Jumping Ship After Raising he Kids
My parents divorced after 29 years of marriage. Their children, including myself, were all over the age of 18. My mother said that she waited until we were all out of the house to leave, because we would not be affected so much. She was wrong. Many of our extended family members said, "If that is what makes her happy, she deserves to go."
The problems were multi-layered. Since this is not a forum for how to save marriage, but rather for discussing the aftermath of divorce, I won't hash out the variables that lead to divorce. Suffice it to say that there was grave sin on my father's part, and when my parents sought help from the Catholic Church, they were turned away due to lack of resources. "I am not a marriage counselor," the pastor told them. The church lacked the resources to help. My parents had no tools in their toolboxes. We lived in a small town. Eventually, in the void of a path to healing, my parents separated and then divorced.
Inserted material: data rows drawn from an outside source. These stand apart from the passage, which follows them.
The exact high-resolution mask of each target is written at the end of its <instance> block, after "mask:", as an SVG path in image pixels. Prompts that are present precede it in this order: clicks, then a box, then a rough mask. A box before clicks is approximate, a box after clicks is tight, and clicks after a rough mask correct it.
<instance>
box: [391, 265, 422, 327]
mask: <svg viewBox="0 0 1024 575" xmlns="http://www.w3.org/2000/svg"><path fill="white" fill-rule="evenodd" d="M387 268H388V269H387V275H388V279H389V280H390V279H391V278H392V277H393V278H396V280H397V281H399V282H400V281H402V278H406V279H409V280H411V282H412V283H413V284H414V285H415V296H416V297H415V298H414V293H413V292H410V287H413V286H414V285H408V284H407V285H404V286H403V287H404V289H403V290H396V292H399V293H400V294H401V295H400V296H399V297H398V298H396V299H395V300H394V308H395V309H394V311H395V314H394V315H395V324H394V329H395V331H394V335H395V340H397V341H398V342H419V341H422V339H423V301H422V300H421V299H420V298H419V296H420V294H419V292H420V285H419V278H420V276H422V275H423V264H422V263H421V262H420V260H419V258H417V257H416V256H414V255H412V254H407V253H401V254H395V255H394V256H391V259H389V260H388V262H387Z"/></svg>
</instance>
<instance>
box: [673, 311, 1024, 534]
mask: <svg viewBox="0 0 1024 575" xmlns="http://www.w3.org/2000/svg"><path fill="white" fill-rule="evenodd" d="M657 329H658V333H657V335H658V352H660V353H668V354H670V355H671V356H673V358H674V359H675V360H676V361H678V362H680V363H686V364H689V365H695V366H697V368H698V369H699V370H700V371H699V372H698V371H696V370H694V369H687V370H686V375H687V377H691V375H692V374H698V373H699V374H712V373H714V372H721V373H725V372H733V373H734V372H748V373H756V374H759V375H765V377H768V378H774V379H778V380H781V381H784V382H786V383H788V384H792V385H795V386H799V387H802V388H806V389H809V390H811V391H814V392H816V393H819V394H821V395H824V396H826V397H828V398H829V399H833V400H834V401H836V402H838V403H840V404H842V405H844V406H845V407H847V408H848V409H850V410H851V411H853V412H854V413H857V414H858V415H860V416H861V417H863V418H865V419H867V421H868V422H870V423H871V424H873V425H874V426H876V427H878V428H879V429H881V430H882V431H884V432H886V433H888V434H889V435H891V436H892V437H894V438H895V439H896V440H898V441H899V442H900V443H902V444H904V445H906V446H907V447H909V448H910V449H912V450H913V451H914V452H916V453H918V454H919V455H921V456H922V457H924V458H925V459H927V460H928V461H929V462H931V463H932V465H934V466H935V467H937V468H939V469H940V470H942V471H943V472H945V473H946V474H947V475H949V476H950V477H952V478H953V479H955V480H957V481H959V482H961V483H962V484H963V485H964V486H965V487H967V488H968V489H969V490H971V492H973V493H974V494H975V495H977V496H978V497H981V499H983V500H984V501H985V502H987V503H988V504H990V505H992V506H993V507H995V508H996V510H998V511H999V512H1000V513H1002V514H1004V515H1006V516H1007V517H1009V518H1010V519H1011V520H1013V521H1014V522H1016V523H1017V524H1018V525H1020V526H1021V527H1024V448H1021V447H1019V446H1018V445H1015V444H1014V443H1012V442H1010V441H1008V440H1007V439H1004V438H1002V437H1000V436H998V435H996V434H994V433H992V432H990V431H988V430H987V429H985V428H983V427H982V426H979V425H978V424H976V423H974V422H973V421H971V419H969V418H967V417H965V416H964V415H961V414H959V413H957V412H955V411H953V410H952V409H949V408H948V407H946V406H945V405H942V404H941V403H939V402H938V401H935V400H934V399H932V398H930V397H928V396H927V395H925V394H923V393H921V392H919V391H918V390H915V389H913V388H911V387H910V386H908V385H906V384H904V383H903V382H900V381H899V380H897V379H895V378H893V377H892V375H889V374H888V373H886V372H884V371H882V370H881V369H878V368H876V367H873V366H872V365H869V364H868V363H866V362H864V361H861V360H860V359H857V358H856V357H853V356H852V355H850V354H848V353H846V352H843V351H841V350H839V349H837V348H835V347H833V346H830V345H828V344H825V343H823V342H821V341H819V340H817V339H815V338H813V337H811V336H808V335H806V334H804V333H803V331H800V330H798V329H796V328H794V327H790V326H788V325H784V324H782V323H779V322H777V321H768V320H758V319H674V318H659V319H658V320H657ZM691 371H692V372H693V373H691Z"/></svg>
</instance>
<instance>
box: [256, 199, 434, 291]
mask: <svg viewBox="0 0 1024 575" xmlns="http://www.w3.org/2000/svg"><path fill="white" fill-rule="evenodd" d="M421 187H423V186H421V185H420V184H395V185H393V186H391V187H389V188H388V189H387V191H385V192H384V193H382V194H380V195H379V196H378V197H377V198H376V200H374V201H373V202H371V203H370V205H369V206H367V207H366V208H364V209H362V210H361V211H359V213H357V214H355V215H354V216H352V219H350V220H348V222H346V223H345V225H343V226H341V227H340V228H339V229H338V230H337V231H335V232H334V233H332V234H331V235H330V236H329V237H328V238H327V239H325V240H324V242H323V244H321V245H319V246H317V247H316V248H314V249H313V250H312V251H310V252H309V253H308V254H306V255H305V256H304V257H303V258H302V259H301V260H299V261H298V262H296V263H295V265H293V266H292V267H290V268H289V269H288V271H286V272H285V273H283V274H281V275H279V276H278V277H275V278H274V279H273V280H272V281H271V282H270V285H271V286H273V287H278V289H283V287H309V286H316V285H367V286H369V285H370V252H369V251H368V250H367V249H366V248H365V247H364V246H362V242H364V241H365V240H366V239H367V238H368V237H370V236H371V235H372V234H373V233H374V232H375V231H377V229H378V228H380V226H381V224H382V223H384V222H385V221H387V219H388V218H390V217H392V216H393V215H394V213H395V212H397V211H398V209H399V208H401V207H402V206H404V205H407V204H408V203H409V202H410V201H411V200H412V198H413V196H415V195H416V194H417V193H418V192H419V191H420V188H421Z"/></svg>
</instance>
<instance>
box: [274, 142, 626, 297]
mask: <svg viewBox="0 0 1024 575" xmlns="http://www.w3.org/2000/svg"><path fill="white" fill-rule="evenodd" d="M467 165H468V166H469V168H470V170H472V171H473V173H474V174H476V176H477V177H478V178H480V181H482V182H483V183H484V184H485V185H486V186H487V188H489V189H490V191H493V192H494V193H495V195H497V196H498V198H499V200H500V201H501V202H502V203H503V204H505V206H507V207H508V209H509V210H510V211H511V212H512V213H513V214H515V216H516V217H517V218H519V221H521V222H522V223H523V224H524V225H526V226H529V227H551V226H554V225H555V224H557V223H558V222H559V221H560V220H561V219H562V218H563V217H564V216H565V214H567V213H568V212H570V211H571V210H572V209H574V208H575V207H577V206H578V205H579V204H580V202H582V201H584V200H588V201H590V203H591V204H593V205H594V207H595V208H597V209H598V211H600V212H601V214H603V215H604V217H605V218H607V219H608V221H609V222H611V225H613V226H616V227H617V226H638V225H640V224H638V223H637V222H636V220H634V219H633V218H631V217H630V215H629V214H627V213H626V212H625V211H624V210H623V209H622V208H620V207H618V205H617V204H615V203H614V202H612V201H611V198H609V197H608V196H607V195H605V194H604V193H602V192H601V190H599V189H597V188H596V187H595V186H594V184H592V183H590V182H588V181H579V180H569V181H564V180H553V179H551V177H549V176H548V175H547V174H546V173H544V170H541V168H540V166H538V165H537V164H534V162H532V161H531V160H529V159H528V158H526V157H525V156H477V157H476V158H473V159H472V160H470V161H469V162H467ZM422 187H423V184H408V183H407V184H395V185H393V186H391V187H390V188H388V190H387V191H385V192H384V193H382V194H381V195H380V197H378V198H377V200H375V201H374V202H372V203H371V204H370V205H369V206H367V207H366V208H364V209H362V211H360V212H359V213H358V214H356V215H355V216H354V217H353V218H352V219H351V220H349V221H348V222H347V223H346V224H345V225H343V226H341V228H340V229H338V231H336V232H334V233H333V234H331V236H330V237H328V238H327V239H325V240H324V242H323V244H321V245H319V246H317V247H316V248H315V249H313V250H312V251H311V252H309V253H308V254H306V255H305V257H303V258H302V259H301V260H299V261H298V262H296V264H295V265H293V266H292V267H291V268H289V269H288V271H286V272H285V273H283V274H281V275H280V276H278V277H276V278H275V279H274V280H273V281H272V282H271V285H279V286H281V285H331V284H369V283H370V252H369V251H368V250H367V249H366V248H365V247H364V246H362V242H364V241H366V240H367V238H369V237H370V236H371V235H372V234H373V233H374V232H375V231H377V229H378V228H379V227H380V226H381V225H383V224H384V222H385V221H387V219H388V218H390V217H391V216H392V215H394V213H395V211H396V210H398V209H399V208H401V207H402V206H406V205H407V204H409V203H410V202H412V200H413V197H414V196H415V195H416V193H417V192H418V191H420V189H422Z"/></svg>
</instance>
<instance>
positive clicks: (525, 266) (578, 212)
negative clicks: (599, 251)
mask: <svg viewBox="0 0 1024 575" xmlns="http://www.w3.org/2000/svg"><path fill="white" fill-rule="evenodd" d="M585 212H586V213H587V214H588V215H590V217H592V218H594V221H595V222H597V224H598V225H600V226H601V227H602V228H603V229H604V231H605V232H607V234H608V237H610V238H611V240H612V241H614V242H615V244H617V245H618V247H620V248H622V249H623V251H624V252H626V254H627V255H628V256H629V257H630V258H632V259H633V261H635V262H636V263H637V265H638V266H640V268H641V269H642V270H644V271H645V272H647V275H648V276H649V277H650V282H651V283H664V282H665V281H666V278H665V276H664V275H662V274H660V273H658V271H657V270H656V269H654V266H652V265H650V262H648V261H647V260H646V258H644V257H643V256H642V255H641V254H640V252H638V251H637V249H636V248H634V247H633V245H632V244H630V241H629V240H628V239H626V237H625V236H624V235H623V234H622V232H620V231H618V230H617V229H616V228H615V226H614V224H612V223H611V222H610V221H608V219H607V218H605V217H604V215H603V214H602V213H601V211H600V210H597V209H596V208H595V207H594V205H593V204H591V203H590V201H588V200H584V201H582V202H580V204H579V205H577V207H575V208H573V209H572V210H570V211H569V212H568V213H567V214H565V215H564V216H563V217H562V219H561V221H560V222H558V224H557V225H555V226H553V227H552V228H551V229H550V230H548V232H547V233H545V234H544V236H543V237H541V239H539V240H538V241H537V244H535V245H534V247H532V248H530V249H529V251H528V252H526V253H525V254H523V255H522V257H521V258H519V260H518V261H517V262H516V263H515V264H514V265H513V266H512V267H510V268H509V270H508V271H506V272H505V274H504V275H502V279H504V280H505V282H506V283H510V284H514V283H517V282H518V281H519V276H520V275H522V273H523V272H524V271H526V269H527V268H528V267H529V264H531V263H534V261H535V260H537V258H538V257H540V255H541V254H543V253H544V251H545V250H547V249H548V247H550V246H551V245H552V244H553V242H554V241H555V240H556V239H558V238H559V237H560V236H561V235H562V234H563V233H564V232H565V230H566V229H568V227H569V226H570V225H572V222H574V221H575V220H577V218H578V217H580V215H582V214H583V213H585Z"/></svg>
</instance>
The problems had just started, though. Neither of them found happiness. Rather, they persisted in their own pain and coping techniques, both became alcoholics. My mother remarried. Her new husband was an alcoholic as well. See, nobody was really happy. My si longs and I never really had a home base, and neither did our children. Divorce shatters a legacy and it remains shattered. Kids try to start the legacy over, but it is impossible.
I have now been married almost 29 years. I understand the temptation to leave. My children never had the love of grandparents from my parents. Rather, they watched adults try to avoid each other at all family events. They watched awkward interactions between 2nd marriages and ex's. It is ugly.
My parents desperately needed healing; not further wounding. I wish the Catholic Church had had a hand to stabilize them when they asked. However, as a practicing Catholic today, I don't think the church has figured it out yet.